昨年の漢字は、「絆」であった。こういう漢字が選ばれたのは、2011年の日本を揺るがせた3・11で「絆」の大切さを再確認した人が多かったためだと言われる。
ただ、裏を返せば、近年はそれだけ「絆」が脆弱化していたということを暗示もしている選字である。
「絆」と言った場合、真っ先に念頭に浮かぶのは、今なお家族の絆であろう。家族が人間の社会性の基盤であることは、時代が変わっても変わらない法則と言ってよい。
ところが、戦後の家族モデルである核家族ほど脆弱な家族もない。

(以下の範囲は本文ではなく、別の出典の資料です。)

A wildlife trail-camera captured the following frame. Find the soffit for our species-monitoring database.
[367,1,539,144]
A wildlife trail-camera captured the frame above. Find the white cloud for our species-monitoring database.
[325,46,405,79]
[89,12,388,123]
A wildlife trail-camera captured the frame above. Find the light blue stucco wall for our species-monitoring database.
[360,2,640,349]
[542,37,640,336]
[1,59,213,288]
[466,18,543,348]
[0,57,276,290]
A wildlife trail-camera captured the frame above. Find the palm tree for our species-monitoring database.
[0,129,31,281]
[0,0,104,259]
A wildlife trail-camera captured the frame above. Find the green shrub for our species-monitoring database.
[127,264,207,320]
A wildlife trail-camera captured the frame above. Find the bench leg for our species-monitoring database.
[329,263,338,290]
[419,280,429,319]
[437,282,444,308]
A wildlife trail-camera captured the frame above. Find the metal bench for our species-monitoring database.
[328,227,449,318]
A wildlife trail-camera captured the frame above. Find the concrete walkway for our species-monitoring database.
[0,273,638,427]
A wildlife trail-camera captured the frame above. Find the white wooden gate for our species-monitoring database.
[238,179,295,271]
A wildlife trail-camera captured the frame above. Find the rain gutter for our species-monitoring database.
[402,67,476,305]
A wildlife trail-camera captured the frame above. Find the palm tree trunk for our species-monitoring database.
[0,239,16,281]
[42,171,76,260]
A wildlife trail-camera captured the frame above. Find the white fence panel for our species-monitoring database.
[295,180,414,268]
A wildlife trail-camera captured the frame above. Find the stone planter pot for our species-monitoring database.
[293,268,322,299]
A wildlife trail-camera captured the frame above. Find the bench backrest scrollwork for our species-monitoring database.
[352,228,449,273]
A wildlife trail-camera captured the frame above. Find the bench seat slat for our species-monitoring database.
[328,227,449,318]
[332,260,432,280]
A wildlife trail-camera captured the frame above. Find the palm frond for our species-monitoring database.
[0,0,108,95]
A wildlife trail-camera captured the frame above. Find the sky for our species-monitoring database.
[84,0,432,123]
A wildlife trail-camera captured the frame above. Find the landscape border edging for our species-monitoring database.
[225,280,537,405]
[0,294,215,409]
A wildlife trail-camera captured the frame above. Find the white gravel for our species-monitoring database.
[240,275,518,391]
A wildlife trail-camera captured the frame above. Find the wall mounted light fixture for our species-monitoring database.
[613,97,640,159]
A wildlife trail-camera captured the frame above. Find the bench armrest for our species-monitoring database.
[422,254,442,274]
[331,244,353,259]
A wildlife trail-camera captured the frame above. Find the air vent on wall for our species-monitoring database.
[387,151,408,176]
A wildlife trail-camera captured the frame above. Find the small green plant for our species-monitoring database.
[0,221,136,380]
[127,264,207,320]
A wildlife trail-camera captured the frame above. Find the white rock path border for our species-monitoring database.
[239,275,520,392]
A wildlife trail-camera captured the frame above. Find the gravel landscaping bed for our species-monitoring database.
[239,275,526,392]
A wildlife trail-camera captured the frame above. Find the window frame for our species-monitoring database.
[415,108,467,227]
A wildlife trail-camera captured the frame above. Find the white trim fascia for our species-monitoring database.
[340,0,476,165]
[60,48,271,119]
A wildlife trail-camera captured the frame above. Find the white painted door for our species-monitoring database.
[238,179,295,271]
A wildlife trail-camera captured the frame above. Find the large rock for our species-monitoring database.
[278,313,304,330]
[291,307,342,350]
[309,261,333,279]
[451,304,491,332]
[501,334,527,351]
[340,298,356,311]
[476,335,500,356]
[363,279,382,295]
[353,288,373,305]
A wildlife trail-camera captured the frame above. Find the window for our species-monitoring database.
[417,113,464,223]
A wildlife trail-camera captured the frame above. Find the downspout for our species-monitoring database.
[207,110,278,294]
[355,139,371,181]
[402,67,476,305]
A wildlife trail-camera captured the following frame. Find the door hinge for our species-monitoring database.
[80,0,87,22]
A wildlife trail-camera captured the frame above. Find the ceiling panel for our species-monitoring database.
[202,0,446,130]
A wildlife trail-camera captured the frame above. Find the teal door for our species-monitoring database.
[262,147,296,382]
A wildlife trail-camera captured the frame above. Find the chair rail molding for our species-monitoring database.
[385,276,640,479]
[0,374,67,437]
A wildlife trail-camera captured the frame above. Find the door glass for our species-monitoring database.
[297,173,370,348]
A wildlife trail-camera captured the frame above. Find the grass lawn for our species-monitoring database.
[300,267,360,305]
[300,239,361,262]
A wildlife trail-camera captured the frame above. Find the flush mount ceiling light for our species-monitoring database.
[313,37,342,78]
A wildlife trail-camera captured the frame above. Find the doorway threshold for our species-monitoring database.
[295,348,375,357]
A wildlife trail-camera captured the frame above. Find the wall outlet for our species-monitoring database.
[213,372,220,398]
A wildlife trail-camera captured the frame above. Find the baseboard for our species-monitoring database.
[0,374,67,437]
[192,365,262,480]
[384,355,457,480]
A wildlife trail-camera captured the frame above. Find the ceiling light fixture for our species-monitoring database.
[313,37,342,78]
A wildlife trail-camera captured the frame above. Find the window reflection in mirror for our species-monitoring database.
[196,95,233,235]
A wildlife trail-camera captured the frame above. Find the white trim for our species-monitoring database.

この家族は「両親+子ども」のせいぜい4人ないし5人で構成されるのが標準で、近時は3人、2人家族も珍しくない。そして、1人だけの単身世帯=無家族も急増中。世帯構成員数は減少の一途である。
家族はかつて最低限度の福祉機能さえ備えていたが、現代の最小核家族に福祉機能を期待しても、もはや望み薄だ。
そこで、言わば公的な絆としての社会保障・社会福祉という領域が発達してきた。しかし、この領域の発達ぶりは各国や国内の各自治体ごとの格差も激しく、ピンからキリまで勢ぞろいである。
しかも昨今は、こうした社会的絆を最小限度のものに切り縮めようとするイデオロギーも盛んになり、「市場の要求」に従い公財政の均衡を最優先する傾向が強まってきたことで、社会的絆も溶解・解体の途上にある。
結局、家族的絆も社会的絆も脆弱化した心細い時代に私たちは生きていることになる。はて、どうすれば?
ここで登場願いたいのは、第三の絆と言うべき政治的な絆、つまり政治的連帯である。政治とは生物の中で人間だけが実践する社会連帯的な営みである。これを通じて、私たちは自分たちの社会の地平を切り拓いていくことができる。
しかし残念ながら、現代日本では、この絆が前の二つの絆にもまして脆弱化している。
政治的連帯行動はほとんど不発となり、政治は行政専門職の手に委ねられてしまって久しい。そして、社会的絆の解体に熱心なのもかれらである。この状況を変えない限り、「絆」を言葉としてどれほど叫んでも空しい美辞麗句に終わる。
この点で、昨年の3・11に付随した原発大事故を契機に、1960年代頃までは盛んだったデモ行動が再活性化してきたことは注目される。
たしかにデモは民衆の政治行動として意義ある手段であることは間違いないが、それだけで社会を変革するパワーを持つわけでないことも、60年代の経験が証明している。
デモを通じてどんな社会を作り出したいのか、社会的な討議とそれに基づく具体的な変革の行動とが必要である。そうでなければ、デモは一過性の政治イベントと化し、今度はイベント企画業者の手に委ねられることになる。
2012年は、こうした政治的絆がどこまで回復されるか、また新たに進展するかが問われる年になるだろう。